Collaborations with NJEdge, IDEA, and others focused on scalable, cross-institutional IAM readiness—including support for course sharing and a refreshed IAM architecture visualization tool called Sketcher.
Pillar 3: Innovation Through Collaboration
This year, the Futures2 strategy came to life. Based on community feedback and evolving challenges, InCommon launched:
- A rebranding initiative and upcoming new website (Fall 2025)
- Exploratory work on next-gen credentials through CACTI and global partnerships
- A new Service Provider Readiness Testing tool for federal compliance integrations
eduroam also saw huge expansion. More than 3,400 service locations now exist across the U.S., with seven states officially designated as eduroam Support Organizations and two more in pilot stages.
Research & Federal Engagement
InCommon continued to support the NIH and NSF in implementing identity-proofing and MFA requirements. It also helped plan the FIM4R meeting at TechEX 2024 and completed a major migration for Federation Manager to 100% federated access.

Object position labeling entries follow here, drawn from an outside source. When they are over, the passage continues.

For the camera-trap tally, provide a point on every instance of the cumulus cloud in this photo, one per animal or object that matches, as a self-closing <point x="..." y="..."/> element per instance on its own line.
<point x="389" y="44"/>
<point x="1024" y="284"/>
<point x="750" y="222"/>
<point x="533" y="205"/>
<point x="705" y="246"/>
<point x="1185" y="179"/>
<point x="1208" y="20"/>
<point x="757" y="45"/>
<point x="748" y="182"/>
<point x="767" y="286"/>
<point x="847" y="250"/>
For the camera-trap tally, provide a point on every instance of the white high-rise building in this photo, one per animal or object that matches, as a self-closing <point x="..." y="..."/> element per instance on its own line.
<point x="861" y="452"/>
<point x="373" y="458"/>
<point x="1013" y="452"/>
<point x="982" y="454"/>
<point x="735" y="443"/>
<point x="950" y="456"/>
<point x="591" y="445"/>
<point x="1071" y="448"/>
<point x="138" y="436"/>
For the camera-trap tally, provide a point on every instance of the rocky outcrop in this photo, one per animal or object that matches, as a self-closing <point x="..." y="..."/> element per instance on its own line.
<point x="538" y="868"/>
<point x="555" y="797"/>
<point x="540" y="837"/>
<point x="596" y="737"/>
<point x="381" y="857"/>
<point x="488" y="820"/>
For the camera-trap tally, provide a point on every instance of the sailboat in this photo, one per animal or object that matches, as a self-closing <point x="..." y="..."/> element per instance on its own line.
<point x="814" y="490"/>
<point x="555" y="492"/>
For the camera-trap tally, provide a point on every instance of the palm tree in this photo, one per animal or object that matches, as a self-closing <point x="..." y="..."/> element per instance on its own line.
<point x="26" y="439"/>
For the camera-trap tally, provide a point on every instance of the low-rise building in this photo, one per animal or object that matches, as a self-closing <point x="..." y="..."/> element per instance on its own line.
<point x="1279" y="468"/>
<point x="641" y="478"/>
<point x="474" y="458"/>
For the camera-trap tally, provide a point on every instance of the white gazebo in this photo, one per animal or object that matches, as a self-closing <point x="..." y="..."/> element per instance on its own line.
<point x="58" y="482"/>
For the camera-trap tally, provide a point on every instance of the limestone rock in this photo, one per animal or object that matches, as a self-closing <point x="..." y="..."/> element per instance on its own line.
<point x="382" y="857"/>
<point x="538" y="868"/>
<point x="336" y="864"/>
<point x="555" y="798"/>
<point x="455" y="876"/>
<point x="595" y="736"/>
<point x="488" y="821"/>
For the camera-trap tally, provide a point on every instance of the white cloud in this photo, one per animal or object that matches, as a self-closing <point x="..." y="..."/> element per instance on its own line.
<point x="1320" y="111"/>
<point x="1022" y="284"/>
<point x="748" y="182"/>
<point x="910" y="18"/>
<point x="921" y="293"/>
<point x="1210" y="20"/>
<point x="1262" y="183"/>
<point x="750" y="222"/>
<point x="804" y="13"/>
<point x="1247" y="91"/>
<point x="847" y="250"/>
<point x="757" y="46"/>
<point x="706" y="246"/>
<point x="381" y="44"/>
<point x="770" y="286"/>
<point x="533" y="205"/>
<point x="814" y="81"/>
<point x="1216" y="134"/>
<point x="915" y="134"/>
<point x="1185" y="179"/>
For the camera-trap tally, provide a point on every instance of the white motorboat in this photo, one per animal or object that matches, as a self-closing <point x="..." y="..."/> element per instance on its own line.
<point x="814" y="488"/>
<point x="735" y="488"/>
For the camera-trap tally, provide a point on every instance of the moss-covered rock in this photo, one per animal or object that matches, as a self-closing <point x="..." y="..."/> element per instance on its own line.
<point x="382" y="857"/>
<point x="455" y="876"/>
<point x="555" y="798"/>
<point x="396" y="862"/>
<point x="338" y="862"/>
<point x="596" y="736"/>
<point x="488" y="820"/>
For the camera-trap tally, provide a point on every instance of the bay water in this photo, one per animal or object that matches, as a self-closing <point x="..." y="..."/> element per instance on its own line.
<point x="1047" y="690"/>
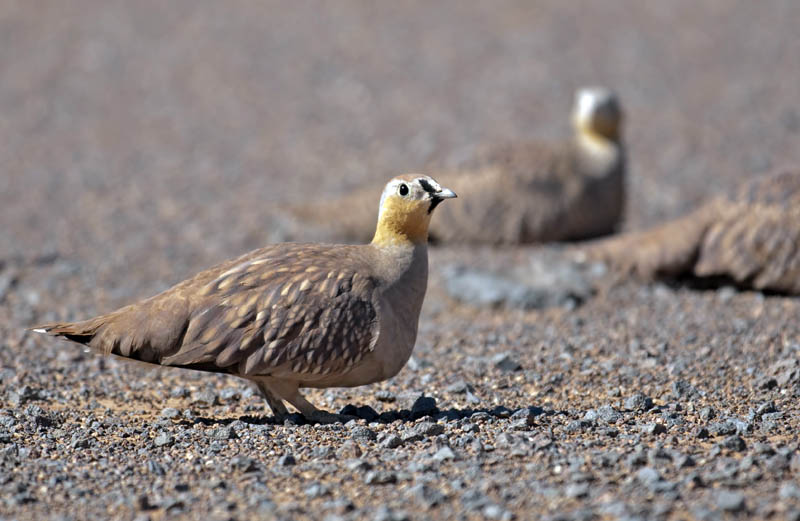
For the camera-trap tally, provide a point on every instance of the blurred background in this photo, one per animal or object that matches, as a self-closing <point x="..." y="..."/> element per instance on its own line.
<point x="142" y="141"/>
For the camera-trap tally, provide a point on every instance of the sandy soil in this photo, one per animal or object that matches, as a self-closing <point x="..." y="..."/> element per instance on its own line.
<point x="143" y="141"/>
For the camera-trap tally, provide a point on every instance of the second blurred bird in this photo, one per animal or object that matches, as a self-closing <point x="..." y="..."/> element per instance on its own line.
<point x="514" y="193"/>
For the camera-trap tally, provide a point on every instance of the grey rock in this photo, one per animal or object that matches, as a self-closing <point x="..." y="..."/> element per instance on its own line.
<point x="734" y="443"/>
<point x="223" y="433"/>
<point x="725" y="428"/>
<point x="323" y="452"/>
<point x="169" y="413"/>
<point x="506" y="363"/>
<point x="287" y="460"/>
<point x="163" y="439"/>
<point x="684" y="390"/>
<point x="392" y="442"/>
<point x="424" y="406"/>
<point x="380" y="477"/>
<point x="653" y="428"/>
<point x="647" y="475"/>
<point x="363" y="434"/>
<point x="707" y="413"/>
<point x="315" y="490"/>
<point x="445" y="453"/>
<point x="206" y="397"/>
<point x="638" y="402"/>
<point x="426" y="495"/>
<point x="730" y="501"/>
<point x="385" y="396"/>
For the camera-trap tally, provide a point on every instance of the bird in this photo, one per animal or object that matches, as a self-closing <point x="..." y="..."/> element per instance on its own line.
<point x="291" y="315"/>
<point x="749" y="236"/>
<point x="514" y="193"/>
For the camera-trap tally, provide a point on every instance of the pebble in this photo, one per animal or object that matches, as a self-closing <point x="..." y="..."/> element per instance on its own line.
<point x="653" y="428"/>
<point x="506" y="363"/>
<point x="169" y="412"/>
<point x="363" y="434"/>
<point x="445" y="453"/>
<point x="730" y="501"/>
<point x="380" y="477"/>
<point x="424" y="406"/>
<point x="638" y="402"/>
<point x="287" y="460"/>
<point x="163" y="439"/>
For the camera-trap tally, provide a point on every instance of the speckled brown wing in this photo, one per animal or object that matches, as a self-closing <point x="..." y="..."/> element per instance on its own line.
<point x="520" y="193"/>
<point x="294" y="308"/>
<point x="752" y="237"/>
<point x="756" y="240"/>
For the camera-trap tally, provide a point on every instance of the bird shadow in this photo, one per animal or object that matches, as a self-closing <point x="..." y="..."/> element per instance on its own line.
<point x="365" y="412"/>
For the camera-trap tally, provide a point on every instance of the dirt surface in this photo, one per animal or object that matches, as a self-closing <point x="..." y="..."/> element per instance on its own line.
<point x="143" y="141"/>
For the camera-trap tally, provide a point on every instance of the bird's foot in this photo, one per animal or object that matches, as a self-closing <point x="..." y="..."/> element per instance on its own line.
<point x="325" y="417"/>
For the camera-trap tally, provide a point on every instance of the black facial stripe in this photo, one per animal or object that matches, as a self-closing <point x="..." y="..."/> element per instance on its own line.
<point x="434" y="203"/>
<point x="426" y="185"/>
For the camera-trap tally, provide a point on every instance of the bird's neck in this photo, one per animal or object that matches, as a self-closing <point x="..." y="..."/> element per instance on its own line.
<point x="400" y="224"/>
<point x="595" y="143"/>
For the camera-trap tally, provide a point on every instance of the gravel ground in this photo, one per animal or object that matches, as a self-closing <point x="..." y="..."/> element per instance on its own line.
<point x="141" y="142"/>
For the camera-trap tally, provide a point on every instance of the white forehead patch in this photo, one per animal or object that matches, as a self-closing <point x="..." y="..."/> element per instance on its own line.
<point x="588" y="99"/>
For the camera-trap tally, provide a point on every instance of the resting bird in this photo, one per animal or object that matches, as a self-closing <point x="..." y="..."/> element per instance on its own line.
<point x="751" y="237"/>
<point x="513" y="194"/>
<point x="289" y="316"/>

With the shift to the MDQ metadata service by January 2025, InCommon’s infrastructure is now better aligned with international federation practices.
Governance and Community Leadership
Across advisory committees and working groups, the community showed up:
- 3,100+ volunteer hours logged
- 33 use cases documented for next-gen credentials
- 36 IAM deployment standards reviewed for federation readiness
Advisory committees and working groups tackled everything from SCIM integrations to trust frameworks and browser interoperability. Through joint meetings and open documentation, they ensured InCommon stays not just operational, but visionary.
The Catalyst Program: Turning Expertise into Action
Twelve Catalyst organizations contributed code, sponsored events, and shared expertise across the year. From publishing case studies to sponsoring TechEX24 and BaseCAMP, these catalysts supported higher education institutions, research organizations, and sponsored partners in meaningful and visible ways.
Notable 2024 contributions included:
- Open Access Workflow with Penn State (West Arete)
- Identity Matching with UPenn (Instrumental Identity)
- Technical integration guidance for Grouper, midPoint, and ERP systems
Looking Ahead to 2025 and Beyond
InCommon’s trajectory is clear: build smarter, scale faster, and serve better. With Futures2 as the guiding framework, expect 2025 to bring:
- A new brand and website
- A V1 launch of Sketcher at Internet2 Community Exchange 2025
- Rollout of the Service Provider Readiness Testing Tool
- Continued support for next-gen credential frameworks
If 2024 was the year of reflection, 2025 is poised to be the year of execution. The InCommon community is not only ready for what comes next—we’re building it.